Our job is to make everyone in the room feel a part of the show, albeit in a passive role (exactly how passive is up to you, and them – but mostly you). I’ve often heard it said by television performers that a key part of speaking to camera is to imagine you are speaking to one person, not thousands. Well, that’s the case on stage too – ideally everyone in the audience should feel like you are speaking to them personally.
However, it’s bad stagecraft to actually address your act to any single audience member; even when speaking to prospective volunteers or hecklers it’s important not to leave everyone else in the room feeling closed out. Actually, hecklers are a perfect example; I’ve sat in audiences and seen comedians get so carried away with attacking a specific heckler that they spend ten minutes speaking to that one person, forgetting all about all the other people who’d also paid to be entertained, so when they finally get back into routine they find everyone’s lost interest. Generally I feel that if it takes more than two lines to dispense with a heckler, you’ve lost the battle by default. But this is a separate issue.
The best trick I know of for addressing a roomful of people is one I first learnt in my schooldays, and it has served me well ever since, both as a singing teacher and as a performer.
Pick a spot on the back wall, just above the heads of the back row, and speak to that as if it were a person. Because you are speaking as if to a specific person, you will come across with a personal warmth and intensity that never comes from addressing a crowd >as< a crowd, and everyone in between will feel you are speaking to them. Have you ever felt you were being spoken to by somebody in front of you, only to find they were actually addressing someone behind you? Uncanny, isn’t it?
Sometimes stage lighting will mean you can barely see the audience (or room) in front of you, if at all. In that case, pick a point in the darkness in front of you and speak to it like a long lost friend. The principle is exactly the same.
Finally, an important part of having a good voice to use on stage is to look after your instrument. You wouldn’t expect to do perfect card tricks with a deck all torn and sticky from coffee spills, nor can you expect to get maximum power and clarity from your voice if you smoke like a chimney, drink like a drain and get winded answering the telephone. Keeping yourself basically fit will immediately make a difference.

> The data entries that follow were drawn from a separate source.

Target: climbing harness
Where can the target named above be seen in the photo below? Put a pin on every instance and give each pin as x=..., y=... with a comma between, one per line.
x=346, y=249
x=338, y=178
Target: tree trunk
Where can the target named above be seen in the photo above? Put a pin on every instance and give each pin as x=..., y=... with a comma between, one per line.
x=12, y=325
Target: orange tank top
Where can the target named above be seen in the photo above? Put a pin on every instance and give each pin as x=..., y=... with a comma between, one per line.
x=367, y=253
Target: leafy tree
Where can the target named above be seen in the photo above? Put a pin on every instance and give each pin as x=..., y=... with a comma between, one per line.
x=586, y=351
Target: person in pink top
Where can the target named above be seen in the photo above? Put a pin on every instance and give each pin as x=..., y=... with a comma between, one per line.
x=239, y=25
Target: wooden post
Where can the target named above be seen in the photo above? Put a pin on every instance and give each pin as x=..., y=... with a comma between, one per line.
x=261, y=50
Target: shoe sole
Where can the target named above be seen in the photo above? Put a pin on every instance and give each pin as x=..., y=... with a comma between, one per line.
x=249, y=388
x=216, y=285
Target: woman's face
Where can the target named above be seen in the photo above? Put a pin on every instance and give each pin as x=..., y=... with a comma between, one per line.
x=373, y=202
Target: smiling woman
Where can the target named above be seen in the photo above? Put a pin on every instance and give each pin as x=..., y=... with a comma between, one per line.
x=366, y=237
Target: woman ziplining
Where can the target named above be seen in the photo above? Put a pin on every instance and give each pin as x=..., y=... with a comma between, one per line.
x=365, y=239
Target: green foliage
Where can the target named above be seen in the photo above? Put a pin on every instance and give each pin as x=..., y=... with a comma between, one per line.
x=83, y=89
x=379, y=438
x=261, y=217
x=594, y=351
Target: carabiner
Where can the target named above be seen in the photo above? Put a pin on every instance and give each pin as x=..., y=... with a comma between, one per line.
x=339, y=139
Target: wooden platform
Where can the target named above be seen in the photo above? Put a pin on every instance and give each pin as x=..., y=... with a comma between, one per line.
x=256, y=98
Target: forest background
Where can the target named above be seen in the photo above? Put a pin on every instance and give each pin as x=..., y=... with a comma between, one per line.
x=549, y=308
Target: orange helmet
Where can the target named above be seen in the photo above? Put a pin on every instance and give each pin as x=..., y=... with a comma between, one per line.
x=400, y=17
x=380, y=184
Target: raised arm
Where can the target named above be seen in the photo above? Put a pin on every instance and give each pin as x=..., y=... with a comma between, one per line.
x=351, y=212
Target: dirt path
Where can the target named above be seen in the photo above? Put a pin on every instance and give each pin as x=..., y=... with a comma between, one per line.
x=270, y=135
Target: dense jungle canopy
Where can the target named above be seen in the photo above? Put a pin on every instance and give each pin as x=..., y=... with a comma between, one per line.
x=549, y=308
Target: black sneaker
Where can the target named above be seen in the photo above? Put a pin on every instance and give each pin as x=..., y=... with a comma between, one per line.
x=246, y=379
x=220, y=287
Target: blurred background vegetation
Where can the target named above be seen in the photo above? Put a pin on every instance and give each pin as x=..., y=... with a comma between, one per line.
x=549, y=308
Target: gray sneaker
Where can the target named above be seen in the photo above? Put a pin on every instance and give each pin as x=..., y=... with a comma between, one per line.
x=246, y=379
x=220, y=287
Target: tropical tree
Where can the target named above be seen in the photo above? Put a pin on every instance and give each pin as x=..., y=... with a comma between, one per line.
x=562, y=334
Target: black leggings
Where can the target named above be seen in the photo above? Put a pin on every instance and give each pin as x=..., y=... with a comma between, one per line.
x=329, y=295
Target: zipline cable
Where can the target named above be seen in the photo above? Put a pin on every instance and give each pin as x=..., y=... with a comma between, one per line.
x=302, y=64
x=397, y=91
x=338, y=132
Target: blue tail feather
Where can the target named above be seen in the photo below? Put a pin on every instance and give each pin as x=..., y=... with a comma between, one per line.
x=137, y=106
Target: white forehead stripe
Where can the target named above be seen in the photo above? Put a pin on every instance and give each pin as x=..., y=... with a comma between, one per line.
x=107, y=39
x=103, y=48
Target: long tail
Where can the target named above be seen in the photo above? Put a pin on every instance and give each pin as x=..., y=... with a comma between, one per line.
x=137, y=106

You want to keep hydrated, because if your throat dries out it increases constriction in the larynx, creates soreness and makes everything harder, so have a glass of room temperature water to hand to sip as you perform.
There is a zealously long list of things you shouldn’t eat and drink before going onstage. Alcohol is an obvious one (quite apart from the legend of the Stage Drunk, alcohol increases urine production and dries you out), fruit juice is in there (too acidic), fizzy drinks too (too many bubbles and burps).
Warm or room temperature water is always good, some people swear by herbal teas or similar brews; personally I like to have a cup of green tea before doing a vocal take.